Bi-layer substitutes are the most complex and advanced class of substitutes. They are difficult to manufacture, have a very limited shelf life and are the most expensive substitutes available. They behave as physical wound cover but also induce the production of a number of cytokines and growth factors. At our department of Dermatology at the Vumc (Amsterdam, the Netherlands) we are currently performing a randomized controlled trial for comparison of a full thickness bi-layer autologous skin substitute with acellular donor skin in patients with venous ulcers not healing with standard therapy. This skin substitute has proven effective and safe in over 60 patients with non healing ulcers of various aetiology. ¹⁰

There is still a requirement for more large randomized trials to validate the efficacy of the skin substitutes observed in preliminary studies in chronic wounds such as diabetic and venous ulcers. For the evidence relating to the use of skin substitutes in chronic wounds we refer to the reviews by Dieckman et al. ⁸ and Greaves et al. ⁹

Future perspectives for stem cell therapy

In contrast to the situation early in gestation, as human adults, we have lost the potential to regenerate injured tissues without fibrosis. The study of tissue regeneration in simpler developmental systems such as planarians (head or tail), fish (fin), and amphibians (limbs) teaches us that undifferentiated mesenchymal elements play a key role in regeneration after transection of these specific sites. ¹¹ Stem cells from various sources are studied for wound healing and tissue repair and have demonstrated varying success in preclinical settings. ¹² Presently, epithelial keratinocytes are applied with success for burn resurfacing. ⁸ However, recent research focuses on progenitor cells that maintain epithelial homeostasis instead of on the more differentiated keratinocytes. In the skin two distinct subpopulations of epidermal stem cells are present: a basal keratinocyte population in the interfollicular epithelium and stem cells in the bulge region of the hair follicle. Before clinical application of these stem cell populations is possible many questions remain to be answered, such as how reliably and specifically to identify and discriminate the various stem cell populations, and what culture conditions are necessary to prevent stem cell loss.
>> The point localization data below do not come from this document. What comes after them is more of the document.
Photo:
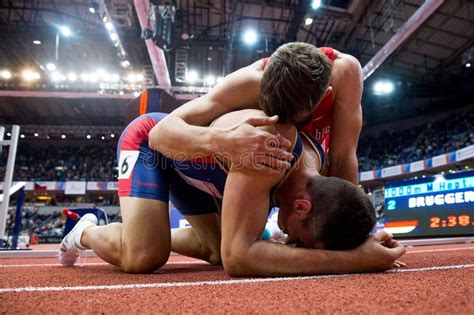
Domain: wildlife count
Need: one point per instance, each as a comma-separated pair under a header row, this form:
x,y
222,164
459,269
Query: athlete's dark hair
x,y
342,214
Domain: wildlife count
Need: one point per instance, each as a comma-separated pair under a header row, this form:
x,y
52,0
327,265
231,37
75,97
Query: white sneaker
x,y
71,246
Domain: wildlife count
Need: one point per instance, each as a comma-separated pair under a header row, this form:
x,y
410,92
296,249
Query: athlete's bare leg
x,y
141,243
202,240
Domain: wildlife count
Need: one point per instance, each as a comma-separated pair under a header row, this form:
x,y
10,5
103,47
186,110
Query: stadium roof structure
x,y
428,68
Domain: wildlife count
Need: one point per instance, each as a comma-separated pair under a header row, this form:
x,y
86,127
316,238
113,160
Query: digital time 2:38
x,y
451,221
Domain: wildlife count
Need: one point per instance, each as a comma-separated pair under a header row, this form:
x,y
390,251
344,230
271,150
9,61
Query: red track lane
x,y
449,291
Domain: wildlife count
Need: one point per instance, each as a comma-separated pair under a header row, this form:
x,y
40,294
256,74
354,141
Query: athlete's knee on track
x,y
144,261
215,258
144,258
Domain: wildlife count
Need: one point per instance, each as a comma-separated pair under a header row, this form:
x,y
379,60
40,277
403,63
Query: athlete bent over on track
x,y
316,212
319,90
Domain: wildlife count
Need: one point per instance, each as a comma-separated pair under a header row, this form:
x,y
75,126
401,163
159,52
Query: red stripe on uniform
x,y
131,141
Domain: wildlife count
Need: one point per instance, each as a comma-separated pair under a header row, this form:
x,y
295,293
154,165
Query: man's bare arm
x,y
244,254
347,119
181,135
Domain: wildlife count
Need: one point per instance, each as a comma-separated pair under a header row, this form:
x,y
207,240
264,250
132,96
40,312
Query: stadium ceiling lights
x,y
383,87
192,76
66,31
51,67
315,4
7,75
250,37
210,80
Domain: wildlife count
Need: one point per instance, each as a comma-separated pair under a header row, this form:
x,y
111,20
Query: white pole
x,y
420,16
7,183
2,133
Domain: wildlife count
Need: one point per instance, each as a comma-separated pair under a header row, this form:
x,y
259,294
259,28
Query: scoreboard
x,y
440,205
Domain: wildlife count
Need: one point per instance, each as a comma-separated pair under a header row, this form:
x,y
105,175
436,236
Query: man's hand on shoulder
x,y
257,148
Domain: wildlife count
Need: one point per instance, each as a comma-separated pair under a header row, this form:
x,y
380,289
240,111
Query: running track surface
x,y
437,280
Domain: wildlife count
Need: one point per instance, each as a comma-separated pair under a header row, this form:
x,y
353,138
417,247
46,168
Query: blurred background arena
x,y
73,73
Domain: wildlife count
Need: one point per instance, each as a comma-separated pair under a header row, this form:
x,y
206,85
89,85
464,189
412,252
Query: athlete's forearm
x,y
185,242
264,258
179,140
346,168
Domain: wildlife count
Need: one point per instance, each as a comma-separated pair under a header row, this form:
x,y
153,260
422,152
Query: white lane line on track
x,y
200,262
439,250
210,283
98,264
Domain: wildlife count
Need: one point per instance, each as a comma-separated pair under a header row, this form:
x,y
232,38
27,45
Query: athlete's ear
x,y
302,208
328,90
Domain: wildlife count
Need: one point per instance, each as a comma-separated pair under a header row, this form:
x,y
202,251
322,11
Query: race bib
x,y
127,162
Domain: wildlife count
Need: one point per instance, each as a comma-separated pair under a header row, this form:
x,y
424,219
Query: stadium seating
x,y
392,148
389,148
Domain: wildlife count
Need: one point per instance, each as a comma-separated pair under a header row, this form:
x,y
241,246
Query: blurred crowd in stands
x,y
397,147
48,227
391,147
54,163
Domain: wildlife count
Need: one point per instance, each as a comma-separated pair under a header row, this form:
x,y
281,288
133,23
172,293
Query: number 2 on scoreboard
x,y
391,205
434,222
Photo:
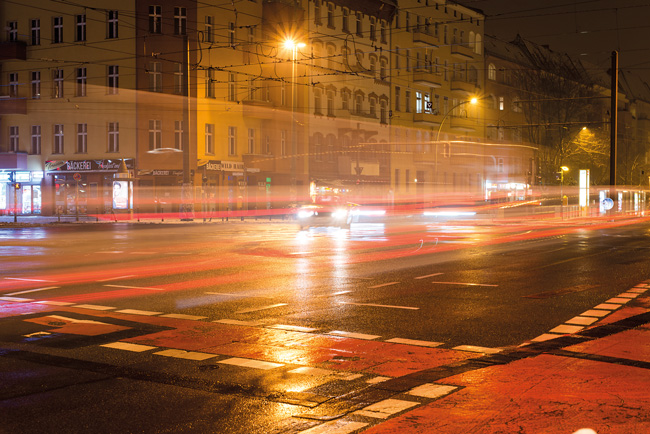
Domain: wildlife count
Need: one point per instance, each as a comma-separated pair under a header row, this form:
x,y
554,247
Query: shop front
x,y
87,186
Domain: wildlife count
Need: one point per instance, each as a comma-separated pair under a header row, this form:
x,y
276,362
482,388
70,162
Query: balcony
x,y
463,86
424,39
12,106
462,51
13,50
426,78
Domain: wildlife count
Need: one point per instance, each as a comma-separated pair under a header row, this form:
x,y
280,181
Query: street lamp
x,y
293,45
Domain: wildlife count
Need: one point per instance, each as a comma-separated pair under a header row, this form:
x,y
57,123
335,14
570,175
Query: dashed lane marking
x,y
414,342
380,305
432,391
136,348
249,363
138,312
386,408
33,290
188,355
335,427
135,287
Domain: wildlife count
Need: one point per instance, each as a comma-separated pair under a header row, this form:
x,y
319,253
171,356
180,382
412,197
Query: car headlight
x,y
303,214
340,213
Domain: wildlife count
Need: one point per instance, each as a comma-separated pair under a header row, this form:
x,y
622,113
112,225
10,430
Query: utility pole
x,y
614,126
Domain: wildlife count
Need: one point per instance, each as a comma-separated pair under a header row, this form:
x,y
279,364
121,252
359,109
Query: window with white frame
x,y
14,139
209,139
180,21
82,138
251,140
58,142
232,140
112,24
35,148
113,137
80,28
36,84
155,134
178,134
57,83
113,75
35,25
155,19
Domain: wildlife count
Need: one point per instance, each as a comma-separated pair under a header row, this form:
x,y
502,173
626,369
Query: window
x,y
14,139
36,140
283,142
398,98
57,30
36,84
155,77
232,87
180,21
35,25
113,83
113,137
155,134
208,32
209,138
58,142
57,87
81,81
155,19
251,140
111,25
12,31
209,83
178,78
492,72
82,138
80,28
232,140
178,134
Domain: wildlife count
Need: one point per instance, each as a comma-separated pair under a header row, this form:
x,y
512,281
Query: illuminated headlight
x,y
340,214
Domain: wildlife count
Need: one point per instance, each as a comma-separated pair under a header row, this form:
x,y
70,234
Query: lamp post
x,y
291,44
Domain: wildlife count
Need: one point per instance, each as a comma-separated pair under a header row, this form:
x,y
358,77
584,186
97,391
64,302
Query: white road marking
x,y
116,278
414,342
428,275
431,391
183,316
249,363
54,303
94,307
292,328
581,320
353,335
136,348
256,309
33,290
17,299
136,287
30,280
383,284
475,349
566,329
380,305
188,355
386,408
138,312
335,427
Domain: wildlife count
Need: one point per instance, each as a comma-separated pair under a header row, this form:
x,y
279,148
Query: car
x,y
314,215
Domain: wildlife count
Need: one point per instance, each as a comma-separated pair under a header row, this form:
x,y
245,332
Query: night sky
x,y
588,29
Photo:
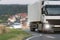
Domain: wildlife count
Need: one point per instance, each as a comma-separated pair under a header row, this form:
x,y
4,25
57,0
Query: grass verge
x,y
15,34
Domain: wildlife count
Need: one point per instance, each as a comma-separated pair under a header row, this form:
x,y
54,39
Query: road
x,y
44,36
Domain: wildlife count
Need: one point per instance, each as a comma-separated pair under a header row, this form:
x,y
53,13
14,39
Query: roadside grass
x,y
14,34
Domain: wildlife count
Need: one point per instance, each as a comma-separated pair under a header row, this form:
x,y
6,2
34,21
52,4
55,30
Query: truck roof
x,y
51,2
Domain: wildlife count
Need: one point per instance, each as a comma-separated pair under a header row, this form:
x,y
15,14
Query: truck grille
x,y
54,22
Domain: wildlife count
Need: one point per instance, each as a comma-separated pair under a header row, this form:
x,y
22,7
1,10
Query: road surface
x,y
43,36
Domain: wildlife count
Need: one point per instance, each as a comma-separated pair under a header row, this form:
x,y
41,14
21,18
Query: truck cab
x,y
51,16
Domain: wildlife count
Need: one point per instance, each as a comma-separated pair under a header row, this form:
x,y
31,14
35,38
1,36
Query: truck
x,y
44,16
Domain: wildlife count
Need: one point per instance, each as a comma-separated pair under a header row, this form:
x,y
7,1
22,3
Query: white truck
x,y
44,16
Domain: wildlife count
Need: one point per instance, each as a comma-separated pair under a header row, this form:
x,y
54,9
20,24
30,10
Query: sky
x,y
18,1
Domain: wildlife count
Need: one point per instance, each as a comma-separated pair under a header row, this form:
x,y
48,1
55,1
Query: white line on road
x,y
34,37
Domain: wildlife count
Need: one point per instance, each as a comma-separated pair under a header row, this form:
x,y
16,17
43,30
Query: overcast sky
x,y
17,1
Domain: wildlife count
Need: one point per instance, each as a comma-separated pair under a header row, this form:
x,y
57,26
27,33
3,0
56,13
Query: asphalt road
x,y
44,36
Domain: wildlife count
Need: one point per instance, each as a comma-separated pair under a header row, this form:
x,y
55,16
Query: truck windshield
x,y
53,10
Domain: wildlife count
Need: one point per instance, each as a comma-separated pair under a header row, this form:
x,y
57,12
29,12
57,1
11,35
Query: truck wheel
x,y
32,29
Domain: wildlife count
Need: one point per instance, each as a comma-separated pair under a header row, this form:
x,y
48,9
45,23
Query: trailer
x,y
44,16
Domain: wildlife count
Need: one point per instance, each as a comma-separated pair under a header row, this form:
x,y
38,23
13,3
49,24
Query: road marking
x,y
34,37
48,36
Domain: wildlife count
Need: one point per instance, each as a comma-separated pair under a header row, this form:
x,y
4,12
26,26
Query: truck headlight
x,y
47,26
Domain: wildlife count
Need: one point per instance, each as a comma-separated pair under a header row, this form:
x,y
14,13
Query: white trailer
x,y
44,16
Mesenchymal stem cells (MSCs) either from bone marrow or adipose tissue present further suitable candidates for stem cell therapy. BM-MSCs can only be obtained in a limited amount and their differentiation abilities decrease with age. Moreover, they can have immunosuppressive properties and their isolation is extremely painful for patients. Adipose tissue-derived stem cells may provide a superior source: they are isolated from lipoaspirates, obtained by suction-assisted lipectomy and are easily obtainable in adequate quantities with little patient discomfort. Last but not least induced progenitor cells can be generated from adult human dermal fibroblasts and from keratinocytes by transduction with a combination of various transcription factors, involved in reprogramming. These cells could potentially be used in the construction of tissue engineered skin, after considerations of potential tumorgenicity have been resolved.

Conclusions

The concepts of ‘seed versus soil’ and ‘dynamic reciprocity’ provide more comprehensive perspectives on wound healing than the simpler cell-centric models. Tissue engineering using biomaterials, skin substitutes and stem cells offers the potential to improve significantly the clinical outcome in wound healing approaches. However, many questions remain to be answered regarding experimental and clinical application which need to be addressed in future research.